8 Mar 2018

European High Yield & Leveraged Loan Report Q4 2017 and Full Year

This report contains European leveraged finance market trends for the fourth quarter of 2017, which includes issuance and credit performance figures for the high yield and leveraged loan markets. 

Key highlights: 

  • European leveraged finance issuance (leveraged loans and high yield bonds) increased in 4Q’17 to €103.6 billion, more than double the €48.0 billion in 3Q’17 and a 80.4% increase from €57.4 billion issued in 4Q’16. Fourth quarter issuance was equally as robust in the leveraged loan sector (128.2% increase q-o-q) as it was in the HY sector (98.3% increase q-o-q). 

    For the full year 2017, European leveraged finance issuance reached €324.4 billion, an increase of 45.0% from €223.6 billion in 2016. Leveraged loan issuance increased by 37.9% y-o-y to €195.3 billion while high yield bond issuance set a new high of €129.1 billion in 2017 (€103.0 in Developed market Europe and €26.1 in Emerging Market Europe), an increase of 57.3% from €82.1 billion in the previous year.

  • Primary high yield issuance in 4Q’17 totaled €38.5 billion on 89 deals, a 98.3% increase from 3Q’17 (€19.4 billion on 50 deals) and a 155.4% increase from 4Q’16 (€15.1 billion on 41 deals). For the full year 2017, high yield issuance totaled €129.1 billion, up 57.3% from €82.1 billion in 2016.

    The proportion of USD-denominated issuance increased slightly to 18.8% of all issuance in 4Q’17, compared to 18.2% in 3Q’17 and 29.1% in 4Q’16. For the full year 2017, USD-denominated deals totaled €129.1 billion and accounted for 31.1% of total issuance, up from €82.1 billion, or 41.1% of total, in 2016.

    Issuance for refinancing and/or repayment of debt increased to €16.5 billion, representing 42.8% of all issuance in 4Q’17, up from €6.0 billion (31.2% of total) in 3Q’17 and from €4.6 billion (30.6% of total) in 4Q’16. For the full year 2017, high yield issuance for refinancing and/or repayment of debt was €42.3 billion, up 32.0% from €32.1bn in 2016.

  • Leveraged loan issuance, including first lien, second lien, and mezzanine financing, increased to €65.2 billion in 4Q’17, up 128.2% q-o-q (€28.6 billion in 3Q’17) and up 53.8% y-o-y (€42.4 billion in 4Q’16). For the full year 2017, €195.3 billion in leveraged loans were issued, up 37.9% from €141.6 billion in 2016. 
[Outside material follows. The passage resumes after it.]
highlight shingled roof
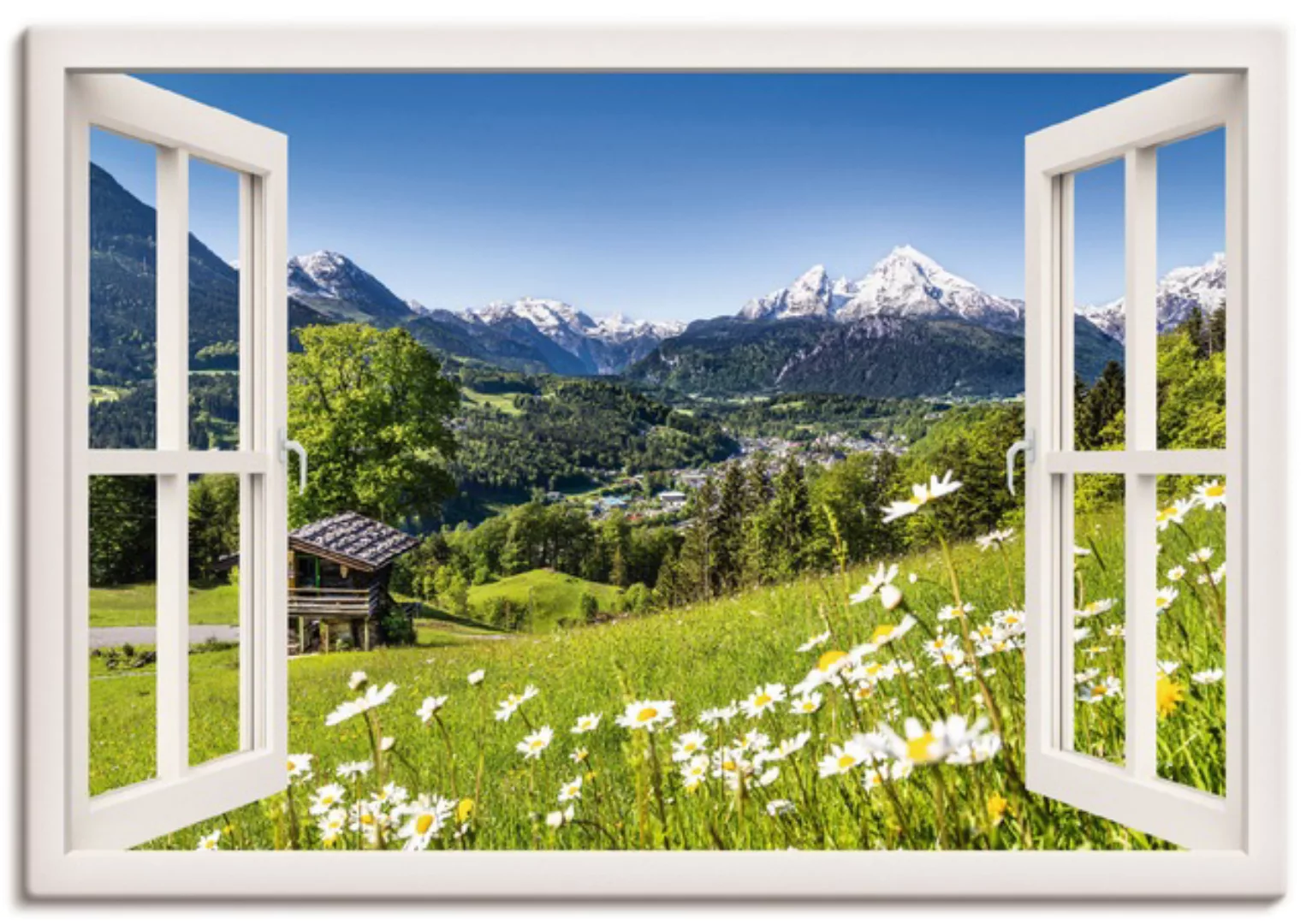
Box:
[288,512,419,572]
    Refinancing and/or repayment of debt were the largest use of proceeds in 4Q’17 with €45.0 billion, followed by leveraged buyouts with €19.1 billion or 29.3% of total, and acquisitions with €1.0 billion or 1.6% of total. The remainder was split between general corporate and other purposes. For the full year 2017, the top use of proceeds mirrored 4Q’17: refinancing and/or repaying of debt (€134.2 billion or 68.7% of 2017 total), leveraged buyouts (€45.3 billion or 23.2%), and acquisitions (€13.9 billion or 7.1%). 
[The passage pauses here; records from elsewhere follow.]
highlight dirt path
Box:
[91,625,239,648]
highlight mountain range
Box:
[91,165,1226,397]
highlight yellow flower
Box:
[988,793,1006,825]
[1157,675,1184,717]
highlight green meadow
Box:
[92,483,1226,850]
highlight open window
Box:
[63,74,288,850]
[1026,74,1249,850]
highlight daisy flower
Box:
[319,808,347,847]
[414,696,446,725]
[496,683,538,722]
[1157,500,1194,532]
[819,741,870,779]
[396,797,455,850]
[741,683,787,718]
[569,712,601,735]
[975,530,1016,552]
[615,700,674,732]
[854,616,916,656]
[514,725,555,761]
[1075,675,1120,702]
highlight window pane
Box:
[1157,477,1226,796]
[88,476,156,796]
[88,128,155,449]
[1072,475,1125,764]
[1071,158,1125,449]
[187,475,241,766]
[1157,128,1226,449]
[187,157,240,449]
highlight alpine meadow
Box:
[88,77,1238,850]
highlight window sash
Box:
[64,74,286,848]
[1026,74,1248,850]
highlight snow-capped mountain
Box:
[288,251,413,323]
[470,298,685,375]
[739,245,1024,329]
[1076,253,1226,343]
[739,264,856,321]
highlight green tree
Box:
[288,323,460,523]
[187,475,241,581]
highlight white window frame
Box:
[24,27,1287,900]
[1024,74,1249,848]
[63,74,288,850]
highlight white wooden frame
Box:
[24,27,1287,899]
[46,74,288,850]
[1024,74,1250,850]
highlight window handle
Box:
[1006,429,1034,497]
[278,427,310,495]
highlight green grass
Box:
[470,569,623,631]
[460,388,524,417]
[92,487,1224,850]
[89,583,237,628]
    In 4Q’17, Pricing spreads for institutional loans tightened by 24 basis points (bps) q-o-q and by 62 bps y-o-y while spreads for pro rata loans tightened by 8 bps q-o-q and by 44 bps y-o-y.
  • Credit quality: As of December 2017, S&P reported the trailing 12-month speculative-grade default rate at 2.2%, unchanged from 2.1% end-September 2017 and up from 1.7% end-December 2016. Moody’s reported the trailing 12-month speculative-grade default rate in December 2017 to be 2.6%, up from 2.4% end-September 2017 and up from 2.3% end-September 2016.

    Ten defaults were reported in the fourth quarter of 2017, with all but one from developed market Europe. For the full year 2017, 26 European high yield issuers defaulted, 22 in developed market Europe and the remaining four in emerging market Europe.

    According to S&P, in 4Q’17 upgrades exceeded downgrades in developed market Europe (47 upgrades to 26 downgrades), a better ratio than 24 upgrades to 23 downgrades in 3Q’17 and a better ratio than in 4Q’16 (26 upgrades to 33 downgrades). In emerging market Europe, there were 5 upgrades and 7 downgrades by S&P in 4Q’17 compared to 5 upgrades and 2 downgrades in 3Q’17 and 6 upgrades and 7 downgrades in 4Q’16. For the full year 2017, the number of upgrades increased to 151 from 115 in 2016 while number of downgrades dropped sharply to 109 in 2017 from 170 in 2016 resulting in a much smaller downgrade to upgrade ratio in 2017.